›› Editorial
La réticences de l’establishment américain, en dépit de l’appui officiel de la Maison Blanche, les manquements et les insuffisances du successeur de Kim Dae Jung, attaqué de toutes parts et qui s’est suicidé en 2009, ont ramené au pouvoir la mouvance conservatrice, chère à Washington, en la personne du très peu charismatique Lee Myong Back et replacé Séoul dans l’orbite exclusive de la Maison Blanche.
Non pas que la « Sunshine Policy » ait directement contribué à résoudre le paradoxe de la Corée du Nord. L’état moribond, héritier du « pays ermite », reste en effet claquemuré dans sa paranoïa agressive et nuisible, que la Chine et d’autres comme les Etats-Unis et l’UE tiennent sous assistance, et à qui Washington refuse tout accord de non agression, à moins qu’il ne se soumette d’abord aux conditions d’un désarmement nucléaire complet et vérifiable. On ne connaît d’ailleurs pas très bien les raisons des dérapages réguliers du régime. Sont-ils le résultat de querelles internes, entre les militaires et la famille Kim ? Ou bien une manière de signaler à l’attention du monde de nouvelles pénuries pour obtenir, par le chantage, une aide directe ? Ou encore une manière de signaler à Séoul, que Pyongyang traite de « marionnette », que sa proximité avec Washington est une trahison et un obstacle au rapprochement ?
A la vérité l’opacité est telle que, même à Séoul, on se perd en conjectures, tandis que les risques d’engrenage catastrophique limitent forcément les réponses militaires. C’est pourquoi, la politique d’ouverture de Kim Dae Jung avait au moins l’avantage de conférer à la Corée du Sud une marge de manœuvre dans la gestion de la quadrature du cercle et de son avenir, dans un contexte général très complexe, où la force des enjeux ne plaide d’ailleurs pas pour la perspective d’une solution rapide.

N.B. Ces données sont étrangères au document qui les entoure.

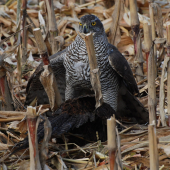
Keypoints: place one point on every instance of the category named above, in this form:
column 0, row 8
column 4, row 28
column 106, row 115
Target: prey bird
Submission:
column 72, row 72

Quant au fond de la question, qui renvoie à la prolifération nucléaire et à la sécurité générale de l’Asie du Nord-est, c’est incontestablement la Chine qui en détient les clefs. Et tout indique en effet qu’elle ne fera rien qui pourrait risquer de précipiter la chute du régime, dont elle craint les conséquences pour elle-même (réfugiés, déstabilisation de la péninsule, présence des forces américaines sur sa frontière Nord-est etc.).
Dans ces conditions il est utile de se demander quelle serait le rôle du dialogue à 6 dont Pékin, qui craint par-dessus tout un dérapage militaire, réclame la reprise urgente, tandis que Washington et ses deux compères de Tokyo et Séoul, échaudés par le parti pris chinois au profit de Pyongyang, font la fine bouche.
Selon Victor Cha, expert américain de la question, d’origine coréenne, le dialogue à 6 « ne mènera jamais à rien. Il n’est qu’un moyen de gérer la menace, circonscrire les risque de prolifération, en attendant que le Régime s’effondre ».
Il prend peut-être ses désirs pour des réalités, car tout comme la chute du mur de Berlin et la réunification de l’Allemagne ont été initiées par l’effondrement de l’URSS, une évolution significative de la situation en Asie du Nord-est passerait par une grave secousse politique intérieure en Chine, que, pour l’heure, personne n’envisage sérieusement.